Unvermittelt und roh
–Es gibt viele schöne Geschichten rund um die schottische Band Young Fathers, zuvorderst natürlich die, dass sie im letzten Jahr mit ihrem Debüt „Dead“ völlig überraschend den Mercury Prize gewannen, gegen offensichtliche Favoriten wie Damon Albarn oder FKA Twigs. Oder die, wie sie einmal eine Auftragsarbeit für Nestlé (!) anfertigten, die dann wegen inhaltlicher Unstimmigkeiten nicht veröffentlicht wurde und nun unter dem Titel „Nest“ doch den Weg zum Publikum gefunden hat. Wenige Monate danach veröffentlichen Young Fathers nun ihren zweiten Longplayer, und auch der wird sich wieder auf vielen Bestenlisten wiederfinden.

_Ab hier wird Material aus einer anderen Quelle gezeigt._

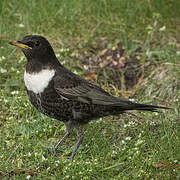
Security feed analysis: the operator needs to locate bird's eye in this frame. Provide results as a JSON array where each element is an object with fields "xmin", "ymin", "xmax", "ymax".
[{"xmin": 34, "ymin": 41, "xmax": 40, "ymax": 47}]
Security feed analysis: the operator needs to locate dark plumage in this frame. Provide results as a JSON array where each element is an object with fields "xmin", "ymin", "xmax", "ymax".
[{"xmin": 10, "ymin": 35, "xmax": 167, "ymax": 157}]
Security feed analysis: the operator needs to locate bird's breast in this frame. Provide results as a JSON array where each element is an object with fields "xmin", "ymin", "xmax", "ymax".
[{"xmin": 24, "ymin": 69, "xmax": 55, "ymax": 94}]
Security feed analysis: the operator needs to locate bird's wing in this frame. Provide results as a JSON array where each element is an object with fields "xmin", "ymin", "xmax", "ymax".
[{"xmin": 53, "ymin": 69, "xmax": 125, "ymax": 106}]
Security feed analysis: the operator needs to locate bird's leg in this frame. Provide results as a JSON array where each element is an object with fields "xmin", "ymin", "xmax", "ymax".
[
  {"xmin": 69, "ymin": 124, "xmax": 83, "ymax": 159},
  {"xmin": 54, "ymin": 121, "xmax": 73, "ymax": 151}
]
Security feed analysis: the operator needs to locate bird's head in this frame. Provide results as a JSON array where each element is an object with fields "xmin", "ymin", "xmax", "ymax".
[{"xmin": 9, "ymin": 35, "xmax": 55, "ymax": 63}]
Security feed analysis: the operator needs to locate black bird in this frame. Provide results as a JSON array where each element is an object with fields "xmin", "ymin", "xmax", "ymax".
[{"xmin": 9, "ymin": 35, "xmax": 168, "ymax": 158}]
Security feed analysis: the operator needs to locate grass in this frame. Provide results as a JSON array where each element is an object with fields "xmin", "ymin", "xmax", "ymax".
[{"xmin": 0, "ymin": 0, "xmax": 180, "ymax": 179}]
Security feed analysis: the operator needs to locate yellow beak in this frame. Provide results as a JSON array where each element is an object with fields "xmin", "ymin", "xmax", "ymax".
[{"xmin": 9, "ymin": 41, "xmax": 32, "ymax": 49}]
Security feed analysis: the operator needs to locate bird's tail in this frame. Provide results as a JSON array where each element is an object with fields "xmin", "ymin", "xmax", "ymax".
[{"xmin": 119, "ymin": 102, "xmax": 170, "ymax": 112}]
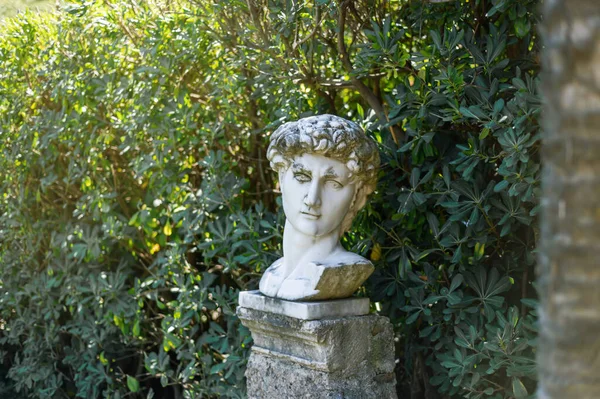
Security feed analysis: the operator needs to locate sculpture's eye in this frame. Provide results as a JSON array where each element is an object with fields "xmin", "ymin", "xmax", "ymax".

Es gibt viele tolle Momente auf „White Men Are Black Men Too“, viele große Melodien und noch mehr große Aufnahmekunst. Denn das Album hören ist wie mit der Band im Studio sein, so roh und unvermittelt hört sich das alles an. Ganz wunderbar ist es, wenn die Young Fathers ihre Stimmen in Songs wie „John Doe“ oder „Shame“ im Hintergrund als weitere Rhythmusinstrumente einsetzen. Die eklektische Mischung beinhaltet New Gospel ebenso wie Hip-Hop, Afrobeat, Blues und Rumpelrock. Sie selbst sagen, ihre Songs sollten eigentlich neben denen von Taylor Swift im Radio gespielt werden, für sie ist es ganz einfach Pop. Und dem ist wenig entgegenzusetzen.
Young Fathers thematisieren den alltäglichen Rassismus ganz unverhohlen, aber aus einem neuen Blickwinkel, und dazu muss man natürlich, wie schon oft geschehen, aus dem Titelsong zitieren, der den Kern ihres Selbstverständnisses und ihrer Problematik beinhaltet: „I’m tired of playing the good black/ I said I’m tired of playing the good black/ I’m tired of having to hold back/ I’m tired of wearing this hallmark for some evils that happened way back/ I’m tired of blaming the white man/ his indiscretion don’t betray him/ A black man can play him/ Some white men are black men too/ nigga to them, a gentleman to you.”
Wer als einen Einfluss die Monks anführt (bei „Rain Or Shine“) kann ja sowieso kein schlechter Mensch sein. Sensationelles Album.
Tina Manske
Young Fathers: White Men Are Black Men Too. Big Dada (Rough Trade).